In fission yeast, artificial tethering of the RNA Induced Transcriptional Silencing (RITS) complex to ura4 pre-mRNAs is sufficient to induce heterochromatin formation at the normally euchromatic ura4+ locus18. These, and other, results are consistent with the hypothesis that fission yeast silencing complexes are guided to chromatin via associations with nascent Pol II transcripts19. Our findings suggest that plants and yeast are fundamentally similar in their use of RNA guidance mechanisms for recruiting Argonaute-containing transcriptional silencing complexes to target loci. It is intriguing that plants should have evolved a unique RNA polymerase, Pol V whose specialized role appears to be the generation of noncoding RNAs that can serve as scaffolds for Argonaute recruitment.
Arabidopsis thaliana nrpe1 (nrpd1b-11) was described previously8. The dms3–4 mutant (SALK_125019C) of locus At3g49250 was obtained from the Arabidopsis Biological Resource Center. The dcl2, dcl3, dcl4 triple mutant (dcl234) was provided by Todd Blevins. The ago4-1 mutant (Ler ecotype background) was kindly provided by Steve Jacobsen (UCLA) and was introgressed into the Col-0 background by 3 rounds of backcrossing.
Anti-Pol II (anti-NRPB2) was described previously20. Anti H3K27me1 antibody #883521 was provided by Thomas Jenuwein.
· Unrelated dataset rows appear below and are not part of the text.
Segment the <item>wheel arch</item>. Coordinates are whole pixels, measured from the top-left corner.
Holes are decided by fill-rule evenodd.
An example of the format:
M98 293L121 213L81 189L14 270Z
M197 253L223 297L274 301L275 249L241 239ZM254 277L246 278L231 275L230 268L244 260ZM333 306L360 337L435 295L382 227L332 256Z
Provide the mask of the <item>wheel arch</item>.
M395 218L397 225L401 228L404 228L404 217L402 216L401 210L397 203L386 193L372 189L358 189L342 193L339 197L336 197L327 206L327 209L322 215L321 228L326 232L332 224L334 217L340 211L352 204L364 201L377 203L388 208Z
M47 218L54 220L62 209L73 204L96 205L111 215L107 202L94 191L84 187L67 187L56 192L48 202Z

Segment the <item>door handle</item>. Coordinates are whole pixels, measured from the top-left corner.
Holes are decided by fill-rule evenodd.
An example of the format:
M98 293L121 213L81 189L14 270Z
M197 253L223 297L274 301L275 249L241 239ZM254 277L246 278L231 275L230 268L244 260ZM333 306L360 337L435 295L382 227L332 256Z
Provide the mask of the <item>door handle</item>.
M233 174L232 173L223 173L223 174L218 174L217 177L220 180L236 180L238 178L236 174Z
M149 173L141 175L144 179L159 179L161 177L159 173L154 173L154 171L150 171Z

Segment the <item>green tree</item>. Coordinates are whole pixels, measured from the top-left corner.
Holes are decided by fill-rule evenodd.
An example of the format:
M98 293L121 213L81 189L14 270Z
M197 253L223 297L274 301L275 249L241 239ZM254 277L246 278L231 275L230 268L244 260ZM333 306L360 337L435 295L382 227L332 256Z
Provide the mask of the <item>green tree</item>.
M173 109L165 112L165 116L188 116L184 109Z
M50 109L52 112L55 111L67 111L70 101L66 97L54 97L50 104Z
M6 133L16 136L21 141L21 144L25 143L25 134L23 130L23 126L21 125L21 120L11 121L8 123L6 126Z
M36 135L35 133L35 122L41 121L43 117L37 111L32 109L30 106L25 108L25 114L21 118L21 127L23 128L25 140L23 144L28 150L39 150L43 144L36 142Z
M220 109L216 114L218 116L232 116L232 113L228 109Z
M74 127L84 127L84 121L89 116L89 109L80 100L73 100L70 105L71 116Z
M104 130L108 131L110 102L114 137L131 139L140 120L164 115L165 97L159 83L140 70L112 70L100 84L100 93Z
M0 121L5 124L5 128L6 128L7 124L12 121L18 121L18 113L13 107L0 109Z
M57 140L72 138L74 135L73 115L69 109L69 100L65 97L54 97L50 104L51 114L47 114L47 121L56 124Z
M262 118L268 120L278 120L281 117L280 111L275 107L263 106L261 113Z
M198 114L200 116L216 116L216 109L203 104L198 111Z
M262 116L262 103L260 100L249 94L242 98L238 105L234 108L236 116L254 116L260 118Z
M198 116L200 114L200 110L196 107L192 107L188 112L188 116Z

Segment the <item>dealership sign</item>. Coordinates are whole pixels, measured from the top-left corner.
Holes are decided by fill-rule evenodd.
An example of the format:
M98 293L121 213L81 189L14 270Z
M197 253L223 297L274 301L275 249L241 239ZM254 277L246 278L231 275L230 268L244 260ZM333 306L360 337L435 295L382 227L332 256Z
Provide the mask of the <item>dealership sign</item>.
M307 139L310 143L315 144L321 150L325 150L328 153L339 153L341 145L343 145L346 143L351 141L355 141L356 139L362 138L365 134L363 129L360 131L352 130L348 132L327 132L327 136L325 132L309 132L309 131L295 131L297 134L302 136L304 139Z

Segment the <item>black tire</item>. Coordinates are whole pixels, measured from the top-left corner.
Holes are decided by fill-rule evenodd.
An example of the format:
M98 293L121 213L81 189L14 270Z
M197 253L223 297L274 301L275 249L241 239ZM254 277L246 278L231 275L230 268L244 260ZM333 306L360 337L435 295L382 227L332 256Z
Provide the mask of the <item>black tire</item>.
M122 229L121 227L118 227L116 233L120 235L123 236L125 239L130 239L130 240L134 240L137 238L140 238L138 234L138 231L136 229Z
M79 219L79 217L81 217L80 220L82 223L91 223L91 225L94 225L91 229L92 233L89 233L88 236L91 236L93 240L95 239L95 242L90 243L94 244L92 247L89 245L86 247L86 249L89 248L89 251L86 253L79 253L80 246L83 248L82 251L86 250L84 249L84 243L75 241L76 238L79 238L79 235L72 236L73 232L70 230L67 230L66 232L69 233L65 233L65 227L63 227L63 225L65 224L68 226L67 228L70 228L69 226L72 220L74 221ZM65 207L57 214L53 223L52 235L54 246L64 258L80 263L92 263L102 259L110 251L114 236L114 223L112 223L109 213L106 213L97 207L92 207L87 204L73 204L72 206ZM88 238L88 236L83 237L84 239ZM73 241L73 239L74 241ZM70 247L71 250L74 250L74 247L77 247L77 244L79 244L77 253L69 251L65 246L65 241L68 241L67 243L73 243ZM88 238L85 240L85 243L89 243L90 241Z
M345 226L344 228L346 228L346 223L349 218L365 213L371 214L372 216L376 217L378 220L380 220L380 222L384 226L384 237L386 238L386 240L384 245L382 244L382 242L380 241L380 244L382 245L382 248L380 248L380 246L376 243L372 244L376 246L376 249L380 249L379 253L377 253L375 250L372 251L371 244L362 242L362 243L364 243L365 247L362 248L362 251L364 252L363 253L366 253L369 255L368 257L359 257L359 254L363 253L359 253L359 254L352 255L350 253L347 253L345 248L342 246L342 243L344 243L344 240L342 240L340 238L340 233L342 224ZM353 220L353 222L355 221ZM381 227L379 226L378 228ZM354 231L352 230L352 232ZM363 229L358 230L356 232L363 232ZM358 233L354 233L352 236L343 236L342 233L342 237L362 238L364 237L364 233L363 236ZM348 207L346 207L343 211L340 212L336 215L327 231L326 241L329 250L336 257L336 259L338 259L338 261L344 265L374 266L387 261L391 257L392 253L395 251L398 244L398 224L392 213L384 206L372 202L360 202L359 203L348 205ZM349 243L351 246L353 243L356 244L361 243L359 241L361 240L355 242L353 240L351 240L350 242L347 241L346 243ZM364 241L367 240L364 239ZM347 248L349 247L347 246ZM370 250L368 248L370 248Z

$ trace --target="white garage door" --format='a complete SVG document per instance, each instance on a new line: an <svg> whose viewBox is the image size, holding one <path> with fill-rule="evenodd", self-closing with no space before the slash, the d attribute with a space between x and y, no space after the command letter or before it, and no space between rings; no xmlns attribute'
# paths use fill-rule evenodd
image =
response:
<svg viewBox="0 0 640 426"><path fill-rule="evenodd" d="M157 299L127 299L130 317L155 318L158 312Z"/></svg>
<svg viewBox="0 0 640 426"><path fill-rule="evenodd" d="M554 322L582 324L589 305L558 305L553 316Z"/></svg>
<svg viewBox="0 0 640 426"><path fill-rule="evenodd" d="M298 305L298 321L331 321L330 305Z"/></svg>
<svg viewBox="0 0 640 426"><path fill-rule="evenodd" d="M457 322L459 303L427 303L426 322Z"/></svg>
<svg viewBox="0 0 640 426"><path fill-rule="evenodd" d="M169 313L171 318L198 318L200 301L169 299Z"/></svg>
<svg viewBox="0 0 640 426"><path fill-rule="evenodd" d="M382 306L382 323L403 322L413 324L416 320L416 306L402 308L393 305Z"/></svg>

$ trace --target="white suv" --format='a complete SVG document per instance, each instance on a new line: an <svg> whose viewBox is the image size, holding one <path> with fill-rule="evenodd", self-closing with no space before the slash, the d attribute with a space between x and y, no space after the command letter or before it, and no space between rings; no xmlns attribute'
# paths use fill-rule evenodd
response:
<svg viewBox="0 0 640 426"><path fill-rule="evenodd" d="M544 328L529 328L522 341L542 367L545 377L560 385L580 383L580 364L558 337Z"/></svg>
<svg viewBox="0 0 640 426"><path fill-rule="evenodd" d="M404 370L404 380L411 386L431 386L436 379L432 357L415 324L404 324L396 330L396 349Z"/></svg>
Antibody against diacetyl-H3 (K9 and K14) was obtained from Millipore (cat. #06599, lot #JBC1349702). Rabbit anti-NRPE1 antibody has been described9. Rabbit anti-AGO4 was raised against a C-terminal portion of the protein (amino acids 573–924) expressed in bacteria.
RNA isolation, RT-PCR and real-time quantitative PCR were performed as described3 except that real time quantitative PCR analysis of the IGN5 locus was performed using the following oligonucleotides: A195: ACATGAAGAAAGCCCAAACCA and A196: GGCCGAATAACAGCAAGTCCT. Densitometric analysis of DNA resolved by agarose gel electrophoresis was performed using ImageJ (http://rsbweb.nih.gov/ij/).
ChIP and RNA IP were performed as described3 except that for ChIP with anti-AGO4, RNase A was added during IP, washes with TE buffer were omitted, immune complexes were eluted with 100 mM Tris-HCl pH 8.0, 10 mM EDTA, 1% SDS for 10 min at room temperature and a second elution at 65°C was performed. Crosslinking was reversed at 65°C for 1h in the presence of 40 μg Proteinase K (Invitrogen). DNA was purified by extraction with phenol:chloroform and ethanol precipitation. DNA recovery was assayed by PCR using 1.5u Platinum Taq (Invitrogen).
Our work is supported by NIH grant GM077590. The content of the paper is the sole responsibility of the authors and does not necessarily reflect the views of the NIH.